On a finishing note, I’ll add an anecdotal example: when I moved in, I asked my flatmate where to put the rubbish. “There’s a spot down the road where we all throw our rubbish, near where the Jeeps stop,” she told me. And sure enough she was right. A few yards down the hill, a frankly bewildering and pungent pile of rubbish had congregated, with bags stacked high and cardboard boxes with pictures of TVs blocking a ditch, while the general filth had started to snake its way into the dusty road. It had become a gathering point for the local vermin and rabid guard dogs patrolled its swelling perimeters.
“But how come noone collects the rubbish?” I asked.

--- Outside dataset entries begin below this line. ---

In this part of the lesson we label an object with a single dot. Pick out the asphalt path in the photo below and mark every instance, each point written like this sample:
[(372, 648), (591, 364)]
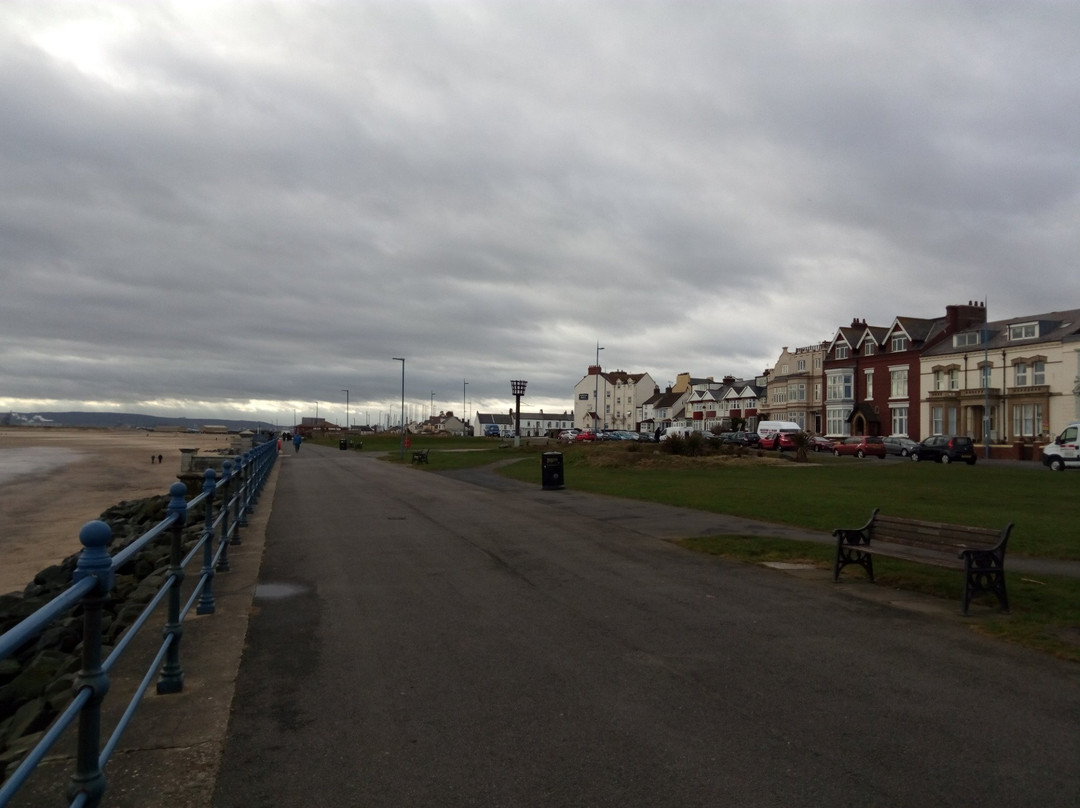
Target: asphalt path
[(421, 640)]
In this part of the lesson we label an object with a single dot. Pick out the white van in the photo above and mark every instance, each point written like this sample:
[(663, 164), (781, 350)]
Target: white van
[(683, 432), (770, 434), (1064, 453)]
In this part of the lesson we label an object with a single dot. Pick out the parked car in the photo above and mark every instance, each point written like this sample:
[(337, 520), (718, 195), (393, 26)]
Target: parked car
[(860, 446), (778, 434), (742, 439), (946, 449), (898, 445)]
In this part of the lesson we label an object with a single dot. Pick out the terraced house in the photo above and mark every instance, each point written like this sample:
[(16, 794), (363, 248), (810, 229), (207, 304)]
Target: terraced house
[(1011, 382), (873, 374)]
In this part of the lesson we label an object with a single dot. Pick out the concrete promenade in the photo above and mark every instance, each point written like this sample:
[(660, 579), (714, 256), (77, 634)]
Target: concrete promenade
[(419, 640), (414, 638)]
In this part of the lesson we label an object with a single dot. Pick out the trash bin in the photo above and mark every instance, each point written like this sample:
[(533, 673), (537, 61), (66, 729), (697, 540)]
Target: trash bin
[(551, 470)]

“Well the residents’ association here split in two – with much acrimony - between the chavistas and the antichavistas. The two cliques can’t even be in the same room together so it’s inconceivable that they meet to organise rubbish collection. There was talk of circulating a petition, but in the meantime, we’re using that spot down the hill.”
UPDATE (04/11/09): Amongst much confusion and misinformation, Hidrocapital finally announced its water rationing programme. Caraqueños will have to endure two days a week without running water, "until May next year at least", the water company says (so much longer then). My municipio is pencilled for no water on Fridays and Saturdays, however since the programme's implementation on Monday, we've already gone 24 hours without.
Hot on the heels of water rationing, we have also been promised electricity rationing. The low rainfall has affected the efficiency of the hydroelectric plant upon which Caracas is largely dependant for its power. The antichavista right seized upon the recent spate of blackouts as a means of mobilising its supporters to demonstrate outside the Corpoelec - the national electricity commission, concluding with a self-congratulatory rally in which one leader accused the government of not "being dedicated to the people's needs" (unlike the business cabal on the right then?).